Real earnings are set to finally pass the peak reached just before the financial crisis, according to an influential think tank.

The Resolution Foundation said on Friday that strong pay growth in 2020 is likely to bring an end to 11-years of lower living standards in the UK.

“2020 will be a symbolic year for the UK’s post-crisis economic history, with average pay packets finally set to surpass their April 2008 peak at the start of the year,” the think tank wrote in its employment outlook report.

Average real earnings, which are adjusted for inflation, fell in the wake of the global financial crisis and have struggled to recover.

However, a jobs ‘miracle’ in recent years has led to an uptick in pay growth. Wage growth hit its highest level since 2008 earlier this year, spurred by a record high employment level of 76.2%.

Real earnings are still below their 2008 peak. Photo: ONS
Real earnings are still below their 2008 peak. Photo: ONS

The Resolution Foundation said wage growth is likely to continue next year, pushing real earnings above their pre-crisis peak. But the think tank warned the UK’s labour market may have peaked.

“Several clouds [are] on the horizon in the shape of falling vacancies and slowing economic growth (both here and across the world), which are feeding into weaker demand for labour,” the Resolution Foundation report said. “This seems reason enough to think that the labour market will weaken next year.”

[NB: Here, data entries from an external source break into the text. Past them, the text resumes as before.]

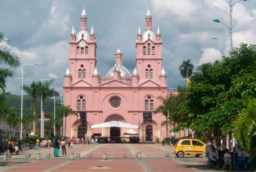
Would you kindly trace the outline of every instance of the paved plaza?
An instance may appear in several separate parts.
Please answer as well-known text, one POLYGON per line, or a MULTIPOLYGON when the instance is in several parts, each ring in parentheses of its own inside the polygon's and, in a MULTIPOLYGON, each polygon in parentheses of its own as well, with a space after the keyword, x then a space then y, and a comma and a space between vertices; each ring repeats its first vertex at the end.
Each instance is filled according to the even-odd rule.
MULTIPOLYGON (((13 155, 6 160, 1 155, 0 171, 211 171, 206 168, 207 160, 193 156, 182 158, 166 157, 166 153, 173 151, 174 147, 160 144, 108 144, 75 145, 67 149, 67 156, 53 157, 53 149, 41 148, 39 151, 30 150, 18 155, 13 155), (141 152, 142 159, 136 157, 141 152), (36 160, 35 154, 40 153, 41 160, 36 160), (107 160, 103 160, 106 152, 107 160), (80 153, 80 158, 70 160, 70 154, 80 153), (51 153, 51 157, 46 154, 51 153), (92 153, 92 157, 88 154, 92 153), (127 153, 127 157, 123 154, 127 153), (31 154, 30 158, 25 154, 31 154)), ((214 170, 214 171, 216 171, 214 170)))

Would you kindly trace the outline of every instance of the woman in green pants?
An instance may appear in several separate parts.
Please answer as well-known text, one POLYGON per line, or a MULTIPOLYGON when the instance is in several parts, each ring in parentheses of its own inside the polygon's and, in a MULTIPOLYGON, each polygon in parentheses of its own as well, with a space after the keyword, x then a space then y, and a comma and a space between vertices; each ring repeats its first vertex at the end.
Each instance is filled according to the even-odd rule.
POLYGON ((54 142, 54 155, 56 157, 60 157, 60 141, 57 139, 56 139, 56 141, 54 142))

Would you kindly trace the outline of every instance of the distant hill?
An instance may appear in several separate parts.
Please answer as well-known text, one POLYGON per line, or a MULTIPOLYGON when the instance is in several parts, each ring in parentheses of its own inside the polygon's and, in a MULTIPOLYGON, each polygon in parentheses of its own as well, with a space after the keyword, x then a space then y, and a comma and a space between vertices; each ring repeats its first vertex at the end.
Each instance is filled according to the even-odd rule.
MULTIPOLYGON (((20 113, 21 96, 15 95, 6 95, 8 107, 14 106, 15 110, 20 113)), ((23 114, 30 113, 32 98, 28 96, 23 96, 23 114)), ((53 112, 54 100, 53 98, 47 99, 45 102, 45 111, 46 114, 50 114, 53 112)), ((56 107, 61 105, 61 101, 56 100, 56 107)), ((41 99, 38 98, 36 101, 36 112, 37 114, 41 114, 41 99)))

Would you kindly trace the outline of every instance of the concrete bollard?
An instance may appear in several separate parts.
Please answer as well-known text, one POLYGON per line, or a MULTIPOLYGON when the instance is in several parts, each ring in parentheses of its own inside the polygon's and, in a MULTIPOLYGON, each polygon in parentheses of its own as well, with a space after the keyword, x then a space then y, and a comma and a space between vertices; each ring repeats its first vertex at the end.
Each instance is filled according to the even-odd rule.
POLYGON ((174 152, 172 152, 171 153, 171 158, 173 159, 174 159, 175 158, 175 154, 174 152))
POLYGON ((7 157, 8 158, 11 158, 11 154, 10 154, 10 153, 7 153, 6 154, 7 154, 7 157))
POLYGON ((75 157, 76 158, 80 158, 80 153, 77 153, 75 154, 75 157))
POLYGON ((70 160, 75 160, 74 153, 71 153, 70 154, 70 160))
POLYGON ((36 160, 41 160, 41 156, 40 155, 40 153, 38 153, 36 154, 36 160))
POLYGON ((7 160, 7 154, 6 154, 6 153, 4 153, 4 155, 3 156, 3 159, 4 160, 7 160))
POLYGON ((203 153, 203 158, 204 159, 206 159, 206 153, 205 152, 203 153))
POLYGON ((138 158, 141 160, 141 153, 138 152, 138 158))
POLYGON ((106 152, 103 153, 103 160, 107 160, 107 154, 106 152))
POLYGON ((25 154, 25 157, 26 158, 30 158, 30 154, 25 154))

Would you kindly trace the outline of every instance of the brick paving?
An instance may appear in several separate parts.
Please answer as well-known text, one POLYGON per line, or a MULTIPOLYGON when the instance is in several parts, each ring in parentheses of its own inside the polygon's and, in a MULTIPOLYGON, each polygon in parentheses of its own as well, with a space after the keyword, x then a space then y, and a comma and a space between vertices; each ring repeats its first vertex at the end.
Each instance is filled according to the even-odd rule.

The strength of the jobs market means that even a modest slowdown shouldn’t be enough to derail earnings growth.

Torsten Bell, chief executive at the Resolution Foundation, said: “The future is an uncertain land, but our best guess is that 2020 will be very different from the last few years.

“We may well see a welcome return to record pay levels, but a less welcome retreat from record employment, with worrying signs including falling vacancies and rising youth unemployment.”

Bell called for the government to do more to support business investment, which should support long term growth in job numbers.